In taking a closer look at typical responses to sexual assault beyond radical communities, we noticed that perpetrators are rarely factored into the daily lives of the community at large. Instead, perpetrators are punitively shuffled off to various criminalizing apparatuses (strongly linked to the prison industrial complex), and left out of what we see as highly gendered social services, which focus almost exclusively on (non-trans) female survivors. It must be clear that our group does not outright refute the resources (legal, social, and otherwise) that are available for these women. We certainly recognize the importance of such services and see other local organizations as allies by and large in our work. However, in doing so, we remain acutely aware of the limitations of their impact, most notably in losing sight of the ultimate goal of breaking the cycle of sexual assault, and in neglecting to serve the diversity of classes, genders, ethnicities, linguistic communities (e.g. English & Spanish speakers) and so on, that do not neatly coincide with the target population of certain women-only resources.

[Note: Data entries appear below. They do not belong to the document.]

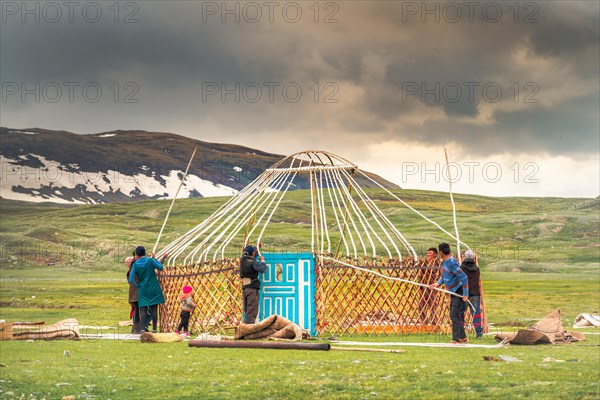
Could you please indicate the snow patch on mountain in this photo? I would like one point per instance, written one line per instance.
(69, 184)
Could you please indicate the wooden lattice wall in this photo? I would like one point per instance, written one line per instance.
(348, 301)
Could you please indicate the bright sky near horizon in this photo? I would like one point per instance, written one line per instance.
(510, 89)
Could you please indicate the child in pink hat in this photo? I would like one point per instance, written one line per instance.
(186, 300)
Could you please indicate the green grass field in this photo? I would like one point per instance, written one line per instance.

Those of us in Philly Stands Up refuse to pretend that sexual assault only constitutes a certain action among certain persons (i.e. rape of women by men). Anyone can be assaulted. Anyone is capable of transgressing somebody else’s boundaries. Our analysis (which is by no means a “definition”) encompasses and extends beyond rape- in its most strict sense- to include any situation that a survivor identifies as a breach of a particular boundary, or a lack of consent in a sexual situation. We distance ourselves from the criminal justice outlook that demands “objective facts” be presented to a judge and jury, a trend we have seen in our community, and many others. Philly Stands Up goes beyond that, seeking to reconcile all of the pieces of a situation. We acknowledge that clarity and guilt aside, people involved in the messy business that we find ourselves in are hurt, and feel that something painful and difficult has transpired, whether or not it would be “legally” recognized as assault. And regardless of the specifics, there are relationships that need to be healed or perhaps kept apart with community support.

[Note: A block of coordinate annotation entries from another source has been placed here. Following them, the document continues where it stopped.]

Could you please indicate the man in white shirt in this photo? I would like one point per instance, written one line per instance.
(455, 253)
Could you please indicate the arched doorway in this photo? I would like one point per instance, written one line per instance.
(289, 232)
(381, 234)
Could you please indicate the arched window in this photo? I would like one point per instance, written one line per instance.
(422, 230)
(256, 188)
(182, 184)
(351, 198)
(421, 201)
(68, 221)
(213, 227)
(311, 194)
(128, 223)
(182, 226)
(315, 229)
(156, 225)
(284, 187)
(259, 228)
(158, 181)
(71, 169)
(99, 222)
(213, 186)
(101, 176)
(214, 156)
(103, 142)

It is worth noting that as organizers in Philly Stands Up the other half of our work is a proactive campaign to stimulate and embolden “a culture of sexual responsibility.” This is a broader preventative educational project that includes a multi-sited animation of intentions, actions, and expectations that raise consciousness around all moments of (potential) sexual behavior. This is ambitious, but vitally important work. In this other mode of our work, we create workshops, trainings, and consultations where we try to stimulate deep commitments to clearer communication that fosters consent and mutuality. When we are invited to speak at conferences, or to campuses and grassroots groups we don’t show up tell other people how communication is done, but rather help to tease out the local character and specificity of each group or community’s norms of conduct to maximize mutual understanding and respect for personal or group boundaries. In spite of the heavy work that addressing sexual assault necessitates, we see all of that balanced by assembling working, positive models of consent. Hence one of our (many) unofficial mottoes: Consent is sexy! Each of us can be enablers for people in our lives to find new and particular ways to enact that. Imagine positive sexual encounters declined, postponed, and felt, unspoken, signaled, whispered, and yes, beckoned in a multitude of articulations.

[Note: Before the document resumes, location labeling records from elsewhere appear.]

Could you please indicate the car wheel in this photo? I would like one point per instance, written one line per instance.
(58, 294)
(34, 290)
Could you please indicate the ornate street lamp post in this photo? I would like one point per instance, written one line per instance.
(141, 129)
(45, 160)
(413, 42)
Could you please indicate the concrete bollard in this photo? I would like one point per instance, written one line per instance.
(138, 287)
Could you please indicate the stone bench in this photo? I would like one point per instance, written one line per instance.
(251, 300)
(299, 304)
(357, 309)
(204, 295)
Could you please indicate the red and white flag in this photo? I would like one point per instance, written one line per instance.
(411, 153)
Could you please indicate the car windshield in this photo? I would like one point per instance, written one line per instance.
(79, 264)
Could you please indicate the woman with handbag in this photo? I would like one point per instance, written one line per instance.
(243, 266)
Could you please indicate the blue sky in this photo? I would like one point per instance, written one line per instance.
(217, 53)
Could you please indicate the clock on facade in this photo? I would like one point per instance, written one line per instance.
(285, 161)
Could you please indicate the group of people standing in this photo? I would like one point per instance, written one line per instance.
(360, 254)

Finally, the type of work we do in Philly Stands Up should not be ghettoized and left to the purview of sexual assault organizers from city to city, but incorporated into the routine functions of any organizing collective. Through an explosion of our project- to holistically heal communities and invigorate sexual responsibility everywhere, all of the time- we strengthen one another as organizers with deeper trust and more salient accountability. We believe in spaces, where sex and physicality are varyingly turned down, spiced up, and deal with confidentially but forthrightly. That honesty can and should be as much a part of our organizing as the daily decisions we make to upend injustice in order to exist in this world in radically new ways.